Toronto Star

Have empathy for those in need, Tories

- MICHAEL COREN Michael Coren is a Toronto writer.

I will never forget the time I first heard my father in genuine distress. He and my mum were speaking in what they thought were hushed tones, whispers of privacy, but in our small home I could hear through the walls some of what was being said.

I was too young too understand the full details, but I knew it was serious, realized that it was causing the people who were my rocks, who loved me unconditio­nally, and who I considered superhuman and incapable of ever letting me down, the greatest pain and anguish.

At one point I heard my mum say, “It’ll be OK Phil, it’ll be OK.” Then he replied, “Sheila, love, I just don’t know if it will be.” I now know what happened. Dad had developed a bad case of pleurisy and pneumonia. He’d tried to work, but sim- ply couldn’t. Then the doctor told him that unless he rested, and did so for some time, he could be seriously ill.

Problem was, when dad didn’t work he didn’t earn any money, and mum was paid very little. The bills were high, the rent had been increased, they had no savings, and their families were not wealthy.

My parents came from humble background­s: dad a Jewish man from Hackney whose parents were immigrants. He was in the RAF when he was17, and then became a cab driver. My mum was pure cockney, from Stepney. She’d left school at 14, and worked as a hairdresse­r. They were both profoundly intelligen­t, but in their young days anything approachin­g equality of opportunit­y was a remote fantasy.

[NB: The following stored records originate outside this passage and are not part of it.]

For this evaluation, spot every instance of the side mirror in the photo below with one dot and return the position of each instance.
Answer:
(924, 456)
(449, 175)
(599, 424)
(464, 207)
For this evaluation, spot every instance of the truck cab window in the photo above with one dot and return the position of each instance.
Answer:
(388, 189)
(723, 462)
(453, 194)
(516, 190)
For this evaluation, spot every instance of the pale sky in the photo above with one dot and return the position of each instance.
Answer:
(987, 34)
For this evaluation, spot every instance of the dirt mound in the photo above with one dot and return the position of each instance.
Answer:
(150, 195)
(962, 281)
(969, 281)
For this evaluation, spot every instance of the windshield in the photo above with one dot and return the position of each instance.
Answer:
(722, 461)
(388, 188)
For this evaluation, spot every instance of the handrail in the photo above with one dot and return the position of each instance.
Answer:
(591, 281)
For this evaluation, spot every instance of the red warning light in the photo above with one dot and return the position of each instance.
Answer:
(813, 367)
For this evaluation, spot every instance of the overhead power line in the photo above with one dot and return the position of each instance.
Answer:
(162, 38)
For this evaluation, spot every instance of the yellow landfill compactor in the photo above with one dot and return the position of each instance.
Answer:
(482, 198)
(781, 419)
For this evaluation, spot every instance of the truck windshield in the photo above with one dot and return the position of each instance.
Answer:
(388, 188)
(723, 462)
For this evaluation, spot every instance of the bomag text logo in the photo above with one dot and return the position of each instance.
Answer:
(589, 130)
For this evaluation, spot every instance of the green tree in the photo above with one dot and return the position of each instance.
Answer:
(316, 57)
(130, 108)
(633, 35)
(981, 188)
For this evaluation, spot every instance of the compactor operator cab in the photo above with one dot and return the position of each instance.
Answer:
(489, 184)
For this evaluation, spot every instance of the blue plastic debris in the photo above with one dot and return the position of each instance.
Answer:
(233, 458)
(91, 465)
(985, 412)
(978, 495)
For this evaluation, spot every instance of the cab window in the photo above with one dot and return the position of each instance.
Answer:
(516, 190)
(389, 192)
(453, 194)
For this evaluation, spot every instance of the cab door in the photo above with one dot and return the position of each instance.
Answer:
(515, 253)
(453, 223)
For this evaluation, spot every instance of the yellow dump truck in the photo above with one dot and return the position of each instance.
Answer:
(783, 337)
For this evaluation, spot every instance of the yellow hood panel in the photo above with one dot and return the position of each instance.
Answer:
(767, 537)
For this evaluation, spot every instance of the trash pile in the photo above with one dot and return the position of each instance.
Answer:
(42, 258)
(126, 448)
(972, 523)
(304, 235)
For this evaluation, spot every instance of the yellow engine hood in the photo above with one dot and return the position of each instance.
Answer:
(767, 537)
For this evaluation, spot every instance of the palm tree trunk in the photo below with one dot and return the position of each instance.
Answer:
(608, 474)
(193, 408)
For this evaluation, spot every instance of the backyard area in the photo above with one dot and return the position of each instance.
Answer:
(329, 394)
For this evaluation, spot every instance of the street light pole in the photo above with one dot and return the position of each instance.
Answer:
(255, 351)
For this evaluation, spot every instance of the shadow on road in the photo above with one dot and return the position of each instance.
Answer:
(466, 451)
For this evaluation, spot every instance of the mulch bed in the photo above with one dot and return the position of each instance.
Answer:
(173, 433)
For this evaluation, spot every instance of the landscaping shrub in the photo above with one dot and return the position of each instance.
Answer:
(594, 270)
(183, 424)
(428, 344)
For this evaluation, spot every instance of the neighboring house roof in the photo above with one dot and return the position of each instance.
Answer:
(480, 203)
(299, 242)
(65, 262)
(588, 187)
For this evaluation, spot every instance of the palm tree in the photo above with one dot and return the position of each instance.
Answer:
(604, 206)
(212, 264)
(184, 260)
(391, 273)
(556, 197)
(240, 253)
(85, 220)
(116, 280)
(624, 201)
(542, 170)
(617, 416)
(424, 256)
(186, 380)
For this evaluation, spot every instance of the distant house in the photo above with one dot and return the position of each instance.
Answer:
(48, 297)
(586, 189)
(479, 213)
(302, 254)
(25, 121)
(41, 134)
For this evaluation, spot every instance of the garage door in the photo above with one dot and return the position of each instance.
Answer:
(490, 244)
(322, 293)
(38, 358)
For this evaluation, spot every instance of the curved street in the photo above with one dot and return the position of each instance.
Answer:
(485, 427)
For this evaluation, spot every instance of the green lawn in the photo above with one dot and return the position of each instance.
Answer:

I don’t recall what occurred next, but I do know that we stayed in the house, that dad got better, and that over the years my parents were insistent that I had to receive an education, find a good job, be secure. Mum and dad are gone now, but the life lessons they taught me will remain forever.

I write this because something cruel and uncaring has developed in Canadian and especially Ontario politics, a new conservati­sm that has abandoned the paternalis­m of the red Tory tradition, and replaced it with harshness, division and a disregard for those who are most in need of our concern and empathy.

Whether it’s using dismissive language about migrants, cutting promised minimum wage and welfare increases, or ending guaranteed income schemes, it stinks of something almost Dickensian

Frankly, I don’t know how some of the more progressiv­e members of rightwing government­s can sit still and tolerate this, or even how they can sleep at night.

There’s a wonderful line in Robert Bolt’s play A Man For All Seasons, where Richard Rich, the personific­ation of unscrupulo­us ambition, perjures himself to send Thomas More to his execution. For this betrayal, Rich is made attorney general for Wales.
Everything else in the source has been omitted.